The following are limitations and suggestions for running DLC model in SNPE:

Batch dimension > 1 is not supported.
DetectionOutput layer is supported on CPU runtime processor only.
To run the model using different runtime processor, such as GPU or DSP, CPU fallback mode must be enabled in Runtime List (see SNPEBuilder::setRuntimeProcessorOrder() description in C++ API).
If using snpe-net-run tool, use –runtime_order option
It is recommended to have all DetectionOutput layers in the network listed at the end in the .prototxt file.
This is to minimize runtime overhead incurred by CPU fallback.

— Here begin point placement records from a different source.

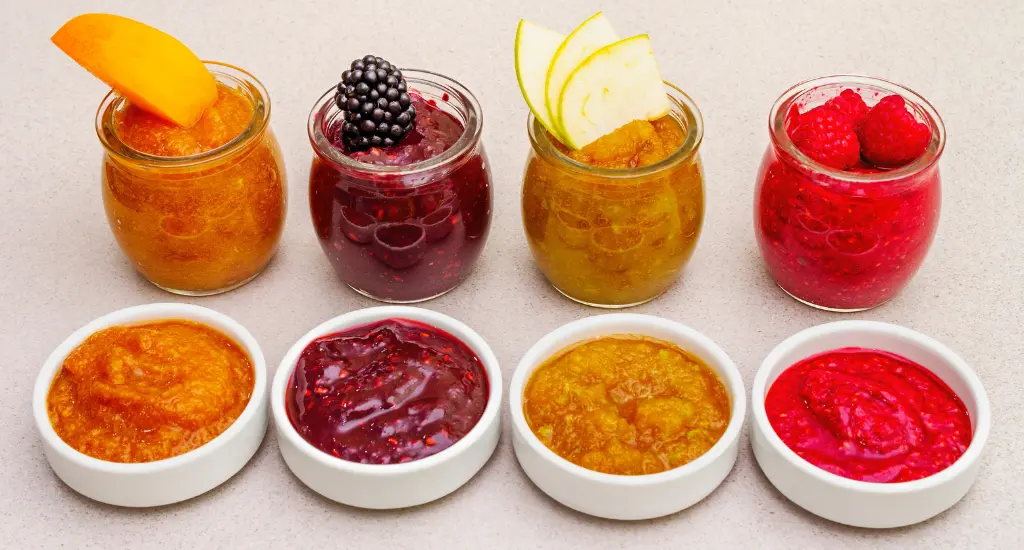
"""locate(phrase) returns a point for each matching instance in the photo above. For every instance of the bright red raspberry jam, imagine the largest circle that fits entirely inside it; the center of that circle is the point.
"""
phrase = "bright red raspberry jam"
(403, 236)
(868, 415)
(844, 239)
(388, 392)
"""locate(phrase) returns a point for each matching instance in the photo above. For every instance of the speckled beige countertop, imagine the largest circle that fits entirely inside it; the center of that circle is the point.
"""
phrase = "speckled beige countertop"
(59, 266)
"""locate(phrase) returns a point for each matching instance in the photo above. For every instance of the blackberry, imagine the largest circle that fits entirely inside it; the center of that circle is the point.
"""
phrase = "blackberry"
(378, 110)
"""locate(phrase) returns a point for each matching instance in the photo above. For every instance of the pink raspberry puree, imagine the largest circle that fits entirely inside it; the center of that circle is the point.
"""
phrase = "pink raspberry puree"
(868, 415)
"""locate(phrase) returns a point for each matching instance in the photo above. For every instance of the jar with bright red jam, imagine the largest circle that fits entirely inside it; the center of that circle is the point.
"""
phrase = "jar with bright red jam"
(403, 223)
(387, 392)
(845, 240)
(868, 415)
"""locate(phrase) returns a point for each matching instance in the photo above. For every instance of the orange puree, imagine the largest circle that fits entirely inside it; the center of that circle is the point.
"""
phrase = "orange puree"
(150, 391)
(626, 405)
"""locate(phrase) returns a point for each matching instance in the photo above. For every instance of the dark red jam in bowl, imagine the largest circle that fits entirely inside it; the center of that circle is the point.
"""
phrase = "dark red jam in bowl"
(397, 223)
(388, 392)
(868, 415)
(845, 240)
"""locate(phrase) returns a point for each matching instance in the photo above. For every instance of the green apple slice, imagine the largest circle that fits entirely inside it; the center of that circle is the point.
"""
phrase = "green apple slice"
(616, 85)
(592, 35)
(535, 47)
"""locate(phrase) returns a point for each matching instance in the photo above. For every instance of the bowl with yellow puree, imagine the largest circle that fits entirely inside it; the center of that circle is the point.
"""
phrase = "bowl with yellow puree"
(627, 416)
(152, 405)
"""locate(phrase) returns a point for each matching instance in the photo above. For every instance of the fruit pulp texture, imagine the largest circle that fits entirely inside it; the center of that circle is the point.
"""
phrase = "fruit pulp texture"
(843, 245)
(150, 391)
(399, 238)
(206, 227)
(615, 241)
(626, 405)
(389, 392)
(868, 415)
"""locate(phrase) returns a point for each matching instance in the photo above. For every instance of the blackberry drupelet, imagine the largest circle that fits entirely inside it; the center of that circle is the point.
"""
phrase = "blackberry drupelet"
(378, 110)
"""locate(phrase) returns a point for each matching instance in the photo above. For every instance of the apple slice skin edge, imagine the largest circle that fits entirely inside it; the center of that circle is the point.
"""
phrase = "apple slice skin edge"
(539, 114)
(658, 108)
(596, 22)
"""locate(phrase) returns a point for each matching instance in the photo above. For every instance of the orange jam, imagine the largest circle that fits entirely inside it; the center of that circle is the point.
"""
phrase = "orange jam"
(626, 405)
(223, 121)
(606, 231)
(205, 214)
(150, 391)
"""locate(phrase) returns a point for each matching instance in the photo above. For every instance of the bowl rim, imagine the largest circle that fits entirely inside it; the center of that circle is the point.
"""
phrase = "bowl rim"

Caffe MobilenetSSD .prototxt has DetectionOutput layer at the end by default, but if the network has more than one detection output branch, that may not be the case.
Simply edit .prototxt file, locate and move all DetectionOutput layer definitions to end of the file.
Configure DetectionOutput layer reasonably.
Performance of DetectionOutput layer (i.e. processing time) is function of layer parameters: top_k, keep_top_k and confidence_threshold.
For example, top_k parameters have practically exponential impact on processing time; e.g. top_k=100 will result in much smaller processing time vs. top_k=1000. Smaller confidence_threshold will result in larger number of boxes to output, and vice versa.
Resizing input dimensions at SNPE object creation/build time is not allowed.
Note that input dimensions are embedded into DLC model during conversion, but in some cases can be overridden via SNPEBuilder::setInputDimensions() (see description in C++ API) at SNPE object creation/build time. Due to PriorBox layer folding in the model converter, input/network resizing is not possible.